Catalytic Characteristics of Tryparedoxin

Abstract

Tryparedoxin, a thioredoxin‐related protein from Crithidia fasciculata with a molecular mass of 16 kDa catalyses the reduction of a peroxiredoxin‐type peroxidase, Cf21, at the expense of trypanothione [Nogoceke, E., Gommel, D. U., Kieζ, M., Kalisz, H. M. & Flohé, L. E. (1997) Biol. Chem. Hoppe‐Seyler 378, 827–8361, The kinetic analysis of tryparedoxin revealed an enzyme substitution mechanism. The corresponding molecular event was elucidated to be a reversible oxidoreduction of the disulfide bridge in the thioredoxin‐related motif WCPPC. The amino‐proximal cysteine residue of this active site was more reactive in S‐alkylation experiments than the distal residue. The natural substrates of tryparedoxin, trypanothione and Cf21, could only be substituted by glutathione and glutathione disulfide with considerable loss in activity.

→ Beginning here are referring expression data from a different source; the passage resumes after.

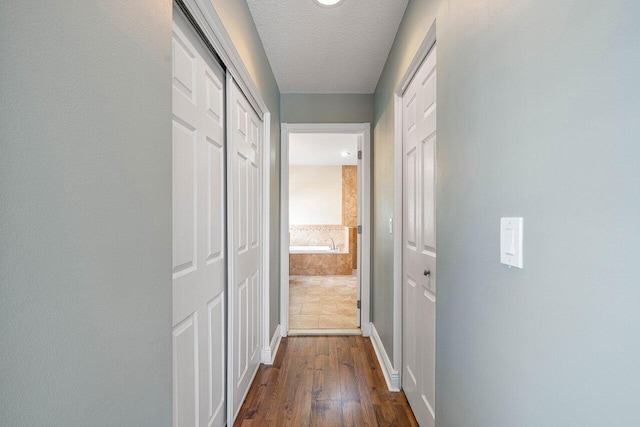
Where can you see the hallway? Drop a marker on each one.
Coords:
(323, 381)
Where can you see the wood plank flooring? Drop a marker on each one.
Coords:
(324, 381)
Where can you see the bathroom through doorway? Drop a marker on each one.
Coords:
(323, 183)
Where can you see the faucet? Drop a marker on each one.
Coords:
(333, 244)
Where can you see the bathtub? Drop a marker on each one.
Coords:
(311, 249)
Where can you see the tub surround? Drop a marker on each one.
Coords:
(318, 264)
(350, 196)
(319, 235)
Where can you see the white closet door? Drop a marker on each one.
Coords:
(419, 247)
(245, 178)
(199, 259)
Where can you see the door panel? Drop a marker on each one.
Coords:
(245, 172)
(419, 240)
(199, 228)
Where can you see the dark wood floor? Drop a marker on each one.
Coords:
(324, 381)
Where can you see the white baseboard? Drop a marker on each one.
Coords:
(269, 352)
(323, 332)
(366, 329)
(391, 376)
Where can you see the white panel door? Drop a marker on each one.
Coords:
(245, 130)
(199, 227)
(419, 245)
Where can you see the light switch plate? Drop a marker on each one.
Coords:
(511, 241)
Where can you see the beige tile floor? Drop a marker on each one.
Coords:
(322, 302)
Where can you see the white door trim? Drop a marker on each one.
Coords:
(206, 21)
(424, 49)
(363, 129)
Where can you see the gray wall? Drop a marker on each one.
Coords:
(326, 108)
(537, 106)
(238, 22)
(85, 213)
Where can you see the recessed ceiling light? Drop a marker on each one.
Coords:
(328, 3)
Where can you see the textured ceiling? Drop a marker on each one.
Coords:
(322, 149)
(315, 49)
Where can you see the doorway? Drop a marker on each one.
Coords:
(325, 232)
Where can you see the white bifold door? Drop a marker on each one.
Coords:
(245, 171)
(419, 243)
(199, 228)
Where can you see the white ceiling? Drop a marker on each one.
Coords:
(315, 49)
(322, 149)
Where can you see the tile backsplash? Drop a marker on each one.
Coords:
(317, 235)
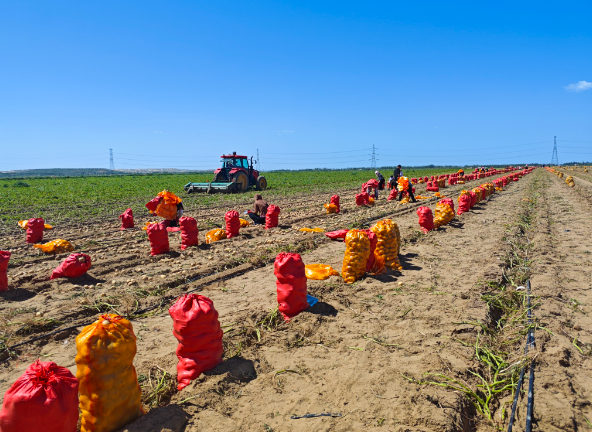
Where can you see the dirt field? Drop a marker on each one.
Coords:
(364, 351)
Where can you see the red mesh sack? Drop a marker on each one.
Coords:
(337, 234)
(291, 284)
(75, 265)
(233, 223)
(4, 259)
(127, 219)
(372, 183)
(464, 204)
(44, 398)
(271, 218)
(448, 202)
(35, 227)
(196, 327)
(159, 239)
(189, 232)
(335, 200)
(473, 198)
(362, 199)
(152, 204)
(426, 219)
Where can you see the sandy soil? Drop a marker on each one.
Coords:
(362, 350)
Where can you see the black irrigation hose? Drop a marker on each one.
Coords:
(529, 343)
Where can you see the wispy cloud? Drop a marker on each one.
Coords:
(579, 86)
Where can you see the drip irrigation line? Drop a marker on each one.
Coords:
(529, 344)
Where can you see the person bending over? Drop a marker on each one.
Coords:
(258, 216)
(380, 178)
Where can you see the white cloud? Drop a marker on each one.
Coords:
(579, 86)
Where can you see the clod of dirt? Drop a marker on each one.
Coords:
(166, 419)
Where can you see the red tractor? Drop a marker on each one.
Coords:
(235, 175)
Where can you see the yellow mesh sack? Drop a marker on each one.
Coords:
(167, 208)
(110, 396)
(402, 183)
(215, 235)
(443, 215)
(319, 271)
(311, 229)
(356, 255)
(331, 208)
(388, 244)
(56, 246)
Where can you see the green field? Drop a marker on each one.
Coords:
(83, 198)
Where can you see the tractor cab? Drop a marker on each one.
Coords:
(236, 174)
(231, 165)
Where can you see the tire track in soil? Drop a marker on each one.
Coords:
(562, 278)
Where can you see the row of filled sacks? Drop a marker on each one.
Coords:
(105, 394)
(370, 250)
(568, 180)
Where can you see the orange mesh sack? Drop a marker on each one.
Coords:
(443, 215)
(402, 184)
(56, 246)
(389, 241)
(110, 396)
(168, 205)
(356, 256)
(477, 192)
(215, 235)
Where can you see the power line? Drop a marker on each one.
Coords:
(554, 158)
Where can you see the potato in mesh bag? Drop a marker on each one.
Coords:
(389, 241)
(215, 235)
(443, 215)
(356, 255)
(56, 246)
(110, 396)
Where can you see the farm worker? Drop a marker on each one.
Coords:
(258, 216)
(175, 222)
(380, 178)
(372, 188)
(409, 189)
(398, 172)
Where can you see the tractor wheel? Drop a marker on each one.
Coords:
(261, 183)
(242, 179)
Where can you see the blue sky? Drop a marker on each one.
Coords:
(309, 84)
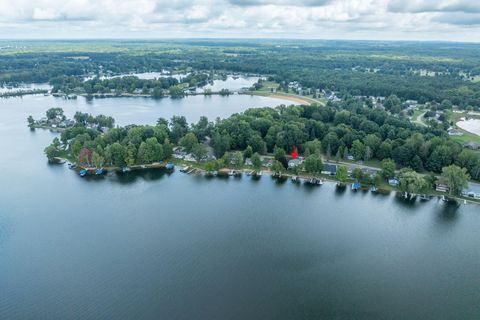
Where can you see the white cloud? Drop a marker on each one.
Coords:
(350, 19)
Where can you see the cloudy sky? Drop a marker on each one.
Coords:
(456, 20)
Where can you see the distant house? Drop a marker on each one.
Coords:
(441, 187)
(393, 182)
(471, 145)
(293, 163)
(330, 169)
(369, 172)
(454, 132)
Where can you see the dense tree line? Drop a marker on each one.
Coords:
(336, 130)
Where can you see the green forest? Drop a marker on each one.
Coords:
(336, 130)
(421, 71)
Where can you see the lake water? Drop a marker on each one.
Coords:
(231, 83)
(158, 246)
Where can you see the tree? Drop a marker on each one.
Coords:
(313, 164)
(53, 113)
(411, 182)
(256, 161)
(279, 154)
(51, 151)
(357, 174)
(97, 160)
(176, 91)
(30, 120)
(277, 167)
(342, 174)
(199, 152)
(388, 168)
(115, 154)
(248, 152)
(188, 141)
(237, 158)
(455, 178)
(358, 149)
(179, 128)
(313, 147)
(368, 153)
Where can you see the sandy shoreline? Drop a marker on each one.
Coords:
(284, 97)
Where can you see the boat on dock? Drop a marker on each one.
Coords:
(355, 186)
(314, 181)
(234, 173)
(211, 173)
(425, 197)
(295, 179)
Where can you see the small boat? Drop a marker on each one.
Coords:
(424, 197)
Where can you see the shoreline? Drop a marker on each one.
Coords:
(297, 99)
(283, 176)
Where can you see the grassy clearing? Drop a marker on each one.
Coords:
(269, 89)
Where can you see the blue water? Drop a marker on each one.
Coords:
(159, 246)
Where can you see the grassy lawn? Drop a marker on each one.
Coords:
(266, 90)
(467, 136)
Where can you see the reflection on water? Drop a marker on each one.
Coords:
(160, 245)
(448, 212)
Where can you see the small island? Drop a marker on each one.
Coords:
(333, 144)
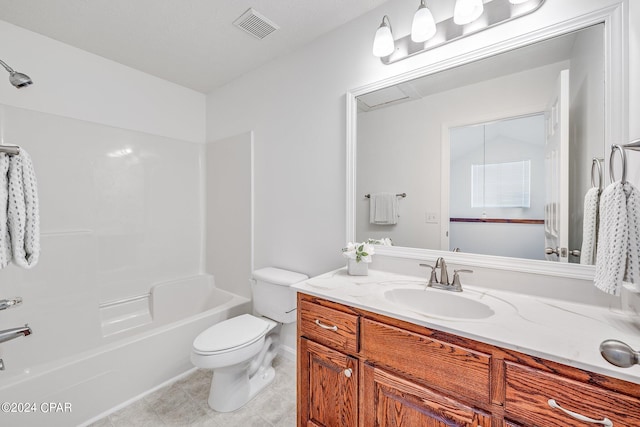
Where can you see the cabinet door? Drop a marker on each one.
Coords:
(328, 386)
(389, 400)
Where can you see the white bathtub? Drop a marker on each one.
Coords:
(139, 356)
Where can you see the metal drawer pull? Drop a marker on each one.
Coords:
(605, 421)
(8, 303)
(331, 328)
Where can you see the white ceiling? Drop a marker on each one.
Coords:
(189, 42)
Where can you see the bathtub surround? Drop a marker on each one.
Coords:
(297, 198)
(121, 212)
(119, 368)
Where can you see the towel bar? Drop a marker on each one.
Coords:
(368, 196)
(633, 145)
(12, 150)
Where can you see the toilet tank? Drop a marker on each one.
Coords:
(272, 293)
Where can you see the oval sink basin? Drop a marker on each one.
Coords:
(437, 303)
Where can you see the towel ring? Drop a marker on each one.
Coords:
(597, 163)
(623, 180)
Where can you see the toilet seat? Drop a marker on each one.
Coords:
(231, 334)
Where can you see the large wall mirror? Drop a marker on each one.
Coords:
(490, 158)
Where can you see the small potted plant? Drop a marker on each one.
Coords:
(358, 258)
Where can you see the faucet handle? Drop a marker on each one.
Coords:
(456, 279)
(432, 279)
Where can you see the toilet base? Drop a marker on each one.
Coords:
(231, 389)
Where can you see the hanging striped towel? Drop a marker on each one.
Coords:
(632, 271)
(590, 226)
(5, 240)
(613, 239)
(23, 215)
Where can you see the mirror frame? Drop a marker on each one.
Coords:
(615, 125)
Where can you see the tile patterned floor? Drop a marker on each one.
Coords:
(184, 403)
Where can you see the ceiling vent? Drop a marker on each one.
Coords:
(255, 24)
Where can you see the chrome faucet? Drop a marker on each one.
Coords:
(444, 276)
(443, 283)
(9, 334)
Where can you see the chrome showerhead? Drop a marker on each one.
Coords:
(19, 79)
(15, 78)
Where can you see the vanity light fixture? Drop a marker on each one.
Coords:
(383, 44)
(467, 11)
(468, 17)
(424, 26)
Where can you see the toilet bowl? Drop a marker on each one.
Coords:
(241, 350)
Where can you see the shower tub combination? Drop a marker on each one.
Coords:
(147, 341)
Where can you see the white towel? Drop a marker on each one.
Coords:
(383, 209)
(23, 215)
(5, 240)
(590, 226)
(632, 271)
(613, 239)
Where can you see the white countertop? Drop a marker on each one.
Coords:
(564, 332)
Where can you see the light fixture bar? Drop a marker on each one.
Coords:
(495, 12)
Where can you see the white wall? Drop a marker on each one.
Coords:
(229, 212)
(633, 170)
(73, 83)
(117, 155)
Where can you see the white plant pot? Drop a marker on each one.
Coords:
(356, 268)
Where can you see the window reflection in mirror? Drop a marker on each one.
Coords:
(403, 137)
(497, 187)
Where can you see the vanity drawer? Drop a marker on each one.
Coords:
(330, 327)
(442, 365)
(528, 392)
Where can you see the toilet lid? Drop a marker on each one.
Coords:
(235, 332)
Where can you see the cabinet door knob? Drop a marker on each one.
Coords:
(331, 328)
(605, 421)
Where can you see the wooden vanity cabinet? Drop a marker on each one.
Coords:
(357, 368)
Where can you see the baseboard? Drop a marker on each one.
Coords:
(138, 397)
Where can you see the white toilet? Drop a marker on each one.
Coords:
(240, 350)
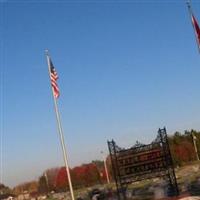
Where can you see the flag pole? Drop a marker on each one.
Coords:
(191, 15)
(60, 130)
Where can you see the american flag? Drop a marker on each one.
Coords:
(54, 77)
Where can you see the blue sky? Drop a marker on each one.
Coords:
(126, 68)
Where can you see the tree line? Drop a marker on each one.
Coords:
(55, 179)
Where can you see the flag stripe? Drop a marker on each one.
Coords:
(54, 78)
(197, 29)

The pronounced specificity of tryparedoxin is further accentuated by low limiting K_m values for Cf21 and trypanothione (2.2 μM and 130 μM, respectively, as compared to 990 μM for gluthathione disulfide and an infinite value for glutathione). Tryparedoxin can therefore be classified as a trypanothione: peroxiredoxin oxidoreductase. The reduction of tryparedoxin by trypanothione appears to be the rate‐limiting step in the trypanothione‐dependent hydroperoxide reduction because(a) the regeneration of reduced tryparedoxin from the tryparedoxin‐trypanothione complex is rate limiting (k_cal, 392 min⁻¹), (b) the physiological trypanothione concentrations may not always saturate tryparedoxin, and (c) the rate constants for the net forward reaction of Cf21 are faster than those of the tryparedoxin reaction. The functional characteristics of tryparedoxin explain the limited capacity of trypanosomatids in coping with oxidative stress and qualify the enzyme as a potential target for the design of specific trypanocidal compounds.